When I saw this tweet from Jorge Arévalo I couldn’t resist.

The blog post linked in Jorge’s tweet nicely explains how to process NBA statistics data in order to analyse it and generate some charts of different metrics. When I was reading the blog post, I immediately saw coordinates and time and thought that it would be cool to try visualizing it with Torque, our own temporal mapping library.

Using Jorge’s methods, I processed the data, but instead of plotting the data, I exported it to CSV. As always, uploading the CSV to CartoDB was just a quick drag-n-drop and immediately I finally had an nba_moment. Because CartoDB didn’t recognize immediately the coordinates of the players as something to map, it was a table without geometries. However, with the x_loc and y_loc fields it was just waiting a little converstion to be used on a visualization using SQL. Here is the final result:

With my new CartoDB Map, the first thing was to remove the basemap and use the same court png used at the blog post, uploading it as a custom basemap. You could do something more advanced, but for testing purposes I allowed to just repeat over the entire background.

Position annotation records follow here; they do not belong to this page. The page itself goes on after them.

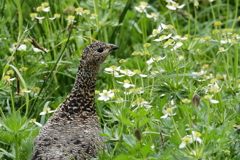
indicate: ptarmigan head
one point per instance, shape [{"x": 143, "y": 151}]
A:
[{"x": 97, "y": 52}]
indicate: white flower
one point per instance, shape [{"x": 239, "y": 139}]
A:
[
  {"x": 202, "y": 72},
  {"x": 106, "y": 95},
  {"x": 177, "y": 45},
  {"x": 209, "y": 97},
  {"x": 227, "y": 41},
  {"x": 39, "y": 50},
  {"x": 47, "y": 110},
  {"x": 214, "y": 88},
  {"x": 190, "y": 139},
  {"x": 196, "y": 136},
  {"x": 152, "y": 15},
  {"x": 180, "y": 57},
  {"x": 151, "y": 60},
  {"x": 113, "y": 70},
  {"x": 186, "y": 140},
  {"x": 163, "y": 37},
  {"x": 196, "y": 3},
  {"x": 21, "y": 47},
  {"x": 142, "y": 7},
  {"x": 136, "y": 91},
  {"x": 127, "y": 72},
  {"x": 174, "y": 6},
  {"x": 34, "y": 121},
  {"x": 179, "y": 37},
  {"x": 126, "y": 83},
  {"x": 47, "y": 9},
  {"x": 141, "y": 102},
  {"x": 157, "y": 31},
  {"x": 39, "y": 18},
  {"x": 222, "y": 49}
]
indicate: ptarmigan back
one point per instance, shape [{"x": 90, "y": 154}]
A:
[{"x": 72, "y": 131}]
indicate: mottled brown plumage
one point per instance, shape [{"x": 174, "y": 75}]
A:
[{"x": 72, "y": 131}]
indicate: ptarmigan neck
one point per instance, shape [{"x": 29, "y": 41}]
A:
[{"x": 80, "y": 102}]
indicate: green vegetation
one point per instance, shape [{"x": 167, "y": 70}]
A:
[{"x": 171, "y": 91}]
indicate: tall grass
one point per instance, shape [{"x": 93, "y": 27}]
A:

With the court in place the next step was to generate the data for Torque. I came up with this SQL:

SELECT
  cartodb_id,
  game_clock,
  CASE
    WHEN team_id = -1 THEN 'The Ball'
    WHEN team_id = 1610612746 THEN 'Los Angeles Clippers'
    ELSE 'Houston Rockets'
  END team,         -- Gate team names from ids
  ST_SetSRID(
    ST_TransScale(
      ST_MakePoint( -- Create a point from
        x_loc,      -- same x from the table
        50 - y_loc  -- but revert the Y coordinate
      ),
      0.0,0.0,      -- Don't translate
      1.45,1.45     -- and scale a bit to adapt to the court
    ),
    3257            -- Fake a Web Mercator
  ) AS the_geom_webmercator
FROM nba_moment

Torque usually works well with dates and I could actually have had exact timestamps but for this short period, but for a quick prototype the game_clock field worked just as well. For the categories I used a CASE statement to organize the data and make it easier to produce a nice output.

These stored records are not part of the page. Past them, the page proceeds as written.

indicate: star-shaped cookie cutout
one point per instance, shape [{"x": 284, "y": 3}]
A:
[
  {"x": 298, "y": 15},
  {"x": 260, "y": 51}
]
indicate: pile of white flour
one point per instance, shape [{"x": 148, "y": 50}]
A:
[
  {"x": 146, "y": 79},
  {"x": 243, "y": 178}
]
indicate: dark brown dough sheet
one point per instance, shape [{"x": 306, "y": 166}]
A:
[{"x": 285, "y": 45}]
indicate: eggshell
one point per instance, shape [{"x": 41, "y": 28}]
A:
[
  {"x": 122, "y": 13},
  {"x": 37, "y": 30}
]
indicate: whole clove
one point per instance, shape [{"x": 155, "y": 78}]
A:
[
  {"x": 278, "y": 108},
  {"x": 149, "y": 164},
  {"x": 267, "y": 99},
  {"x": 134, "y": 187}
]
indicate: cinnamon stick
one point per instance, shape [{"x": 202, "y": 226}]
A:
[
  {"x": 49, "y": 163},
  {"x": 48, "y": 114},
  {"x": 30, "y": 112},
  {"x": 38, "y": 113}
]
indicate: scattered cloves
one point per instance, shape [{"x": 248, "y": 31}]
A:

With the data ready, the next step was symbology. Using the wizard I selected the Torque Cat option which allows you to apply variable colors to different categories. I defined fields to be used, colors, steps, etc. and fine tuned the settings in the CartoCSS tab to give a better aspect to the trails. I added a few elements on top of the map and a proper description for the visualization and that was it.

Following the blog post, once you have the data in a well defined structure, you can start digging into on the numbers - that’s what they were collected for after all. With that table in CartoDB, you can run all kinds of aggregations and statistics but I wanted to try one that takes into account the spatial aspect. Watching the cool visualizations produced by the NBA portal, it seems the area covered by the team members is an important metric. That’s a Convex Hull of our positions grouped by moment and team!

WITH positions AS (
  SELECT
    game_clock,
    team_id,
  ST_MakePoint(x_loc,y_loc) as position
  FROM nba_moment
  WHERE team_id != -1  -- we don't need the ball
)
SELECT
  ST_Area(          -- get the area
    ST_ConvexHull(  -- of the polygon formed
      ST_Collect(   -- by the aggregation
        position    -- of the positions
  ))) area,
  game_clock, team_id
FROM positions
GROUP BY game_clock, team_id
ORDER BY game_clock, team_id

Plotting this query using web technologies is pretty straight forward, check the code of this jsfiddle and you’ll see that running the query and displaying this graph in 40 lines of code is easy as pie.

This is just an example, good sports geeks will know way better than me how to extract more knowledge from these datasets that technology applied to sports brings to us.

Happy data mapping!